Diversity is up among the million households in North America that started camping last year, according to a report supported by Kampgrounds of America.
Of the new campers, 18 percent are African-American, 11 percent are Hispanic, and 44 percent are Millennials, according to the 2016 North American Camping Report.
The research findings suggest that not only is there an increase in African-American, Hispanic and Asian-American representation overall, but among new campers for 2015, representation closely matches overall population (read: census) figures, indicating that this new generation of campers is truly multicultural.
What’s more, the research suggests that there is a “flattening” effect among Millennials, where many of the differences observed between ethnic groups are much less pronounced among these younger campers.
Relaxation and stress relief are the top reasons people camp, according to nearly 3,000 survey respondents across the U.S. and Canada. Additionally, 20 percent of campers say that camping allows them to spend more time vacationing each year, and access to technology may be promoting greater mobility among campers.
While email usage while camping is down overall, campers who check their email while camping spend on average three additional days camping, reinforcing the notion that technology is allowing people to camp more without the anxiety of being disconnected.
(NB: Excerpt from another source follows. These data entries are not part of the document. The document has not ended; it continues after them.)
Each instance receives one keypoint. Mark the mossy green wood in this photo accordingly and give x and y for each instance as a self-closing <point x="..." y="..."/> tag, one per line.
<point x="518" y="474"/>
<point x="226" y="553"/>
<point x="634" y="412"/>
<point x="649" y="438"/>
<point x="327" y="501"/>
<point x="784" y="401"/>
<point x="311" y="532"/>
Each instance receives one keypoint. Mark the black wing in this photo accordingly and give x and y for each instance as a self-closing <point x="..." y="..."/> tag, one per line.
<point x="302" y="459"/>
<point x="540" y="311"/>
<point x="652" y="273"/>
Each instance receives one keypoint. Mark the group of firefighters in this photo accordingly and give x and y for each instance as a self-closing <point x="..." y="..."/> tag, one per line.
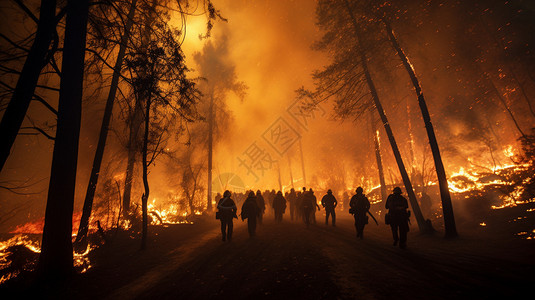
<point x="303" y="206"/>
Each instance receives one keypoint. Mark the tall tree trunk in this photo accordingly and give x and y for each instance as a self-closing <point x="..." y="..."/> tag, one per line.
<point x="290" y="168"/>
<point x="378" y="158"/>
<point x="422" y="225"/>
<point x="134" y="124"/>
<point x="210" y="150"/>
<point x="56" y="257"/>
<point x="145" y="196"/>
<point x="81" y="238"/>
<point x="447" y="207"/>
<point x="25" y="88"/>
<point x="302" y="162"/>
<point x="137" y="118"/>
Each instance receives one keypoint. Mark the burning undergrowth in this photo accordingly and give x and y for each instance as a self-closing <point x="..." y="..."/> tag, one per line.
<point x="20" y="249"/>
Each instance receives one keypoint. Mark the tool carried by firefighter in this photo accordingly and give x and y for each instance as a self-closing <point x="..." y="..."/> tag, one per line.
<point x="373" y="218"/>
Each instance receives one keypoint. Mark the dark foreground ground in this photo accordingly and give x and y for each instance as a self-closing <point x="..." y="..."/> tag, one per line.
<point x="289" y="261"/>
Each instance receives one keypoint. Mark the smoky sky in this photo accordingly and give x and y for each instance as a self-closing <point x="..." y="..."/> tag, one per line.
<point x="268" y="46"/>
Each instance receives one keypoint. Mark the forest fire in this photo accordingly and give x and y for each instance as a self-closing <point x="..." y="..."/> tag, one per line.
<point x="124" y="125"/>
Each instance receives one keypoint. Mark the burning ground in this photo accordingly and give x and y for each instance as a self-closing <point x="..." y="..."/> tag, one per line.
<point x="290" y="261"/>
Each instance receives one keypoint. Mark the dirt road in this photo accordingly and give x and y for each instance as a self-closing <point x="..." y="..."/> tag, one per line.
<point x="289" y="261"/>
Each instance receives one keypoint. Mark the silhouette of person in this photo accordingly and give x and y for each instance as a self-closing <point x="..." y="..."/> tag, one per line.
<point x="279" y="206"/>
<point x="251" y="212"/>
<point x="261" y="205"/>
<point x="315" y="201"/>
<point x="299" y="204"/>
<point x="292" y="198"/>
<point x="227" y="212"/>
<point x="359" y="206"/>
<point x="309" y="205"/>
<point x="329" y="203"/>
<point x="398" y="217"/>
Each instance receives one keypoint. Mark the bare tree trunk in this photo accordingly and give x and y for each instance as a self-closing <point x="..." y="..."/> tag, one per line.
<point x="302" y="162"/>
<point x="144" y="198"/>
<point x="422" y="225"/>
<point x="447" y="207"/>
<point x="378" y="158"/>
<point x="290" y="168"/>
<point x="56" y="259"/>
<point x="134" y="125"/>
<point x="25" y="88"/>
<point x="81" y="238"/>
<point x="210" y="149"/>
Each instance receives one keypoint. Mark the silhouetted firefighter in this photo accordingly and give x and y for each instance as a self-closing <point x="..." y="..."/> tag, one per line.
<point x="308" y="205"/>
<point x="329" y="203"/>
<point x="398" y="217"/>
<point x="227" y="211"/>
<point x="261" y="206"/>
<point x="279" y="206"/>
<point x="292" y="199"/>
<point x="251" y="212"/>
<point x="300" y="215"/>
<point x="315" y="202"/>
<point x="358" y="207"/>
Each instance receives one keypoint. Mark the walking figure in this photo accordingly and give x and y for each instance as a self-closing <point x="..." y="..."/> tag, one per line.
<point x="251" y="212"/>
<point x="279" y="206"/>
<point x="398" y="217"/>
<point x="292" y="199"/>
<point x="261" y="205"/>
<point x="359" y="206"/>
<point x="314" y="200"/>
<point x="226" y="214"/>
<point x="329" y="203"/>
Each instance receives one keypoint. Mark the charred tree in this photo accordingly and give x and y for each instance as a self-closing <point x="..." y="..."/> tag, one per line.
<point x="447" y="207"/>
<point x="210" y="152"/>
<point x="24" y="90"/>
<point x="378" y="159"/>
<point x="145" y="196"/>
<point x="81" y="238"/>
<point x="56" y="259"/>
<point x="422" y="225"/>
<point x="134" y="126"/>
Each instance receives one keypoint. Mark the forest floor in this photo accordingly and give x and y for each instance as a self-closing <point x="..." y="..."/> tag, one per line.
<point x="289" y="261"/>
“More people are camping across North America than in the past few years, and we’re seeing how we define experiences in the outdoors evolve in a modern and meaningful way,” said KOA COO Toby O’Rourke. “The uptick among millennial and multicultural campers could represent a shift in how camping is perceived and levels of participation. With interest and intent to camp more up across the board for 2016, the outlook for the upcoming season, as well as the long-term viability of camping, remain strong.”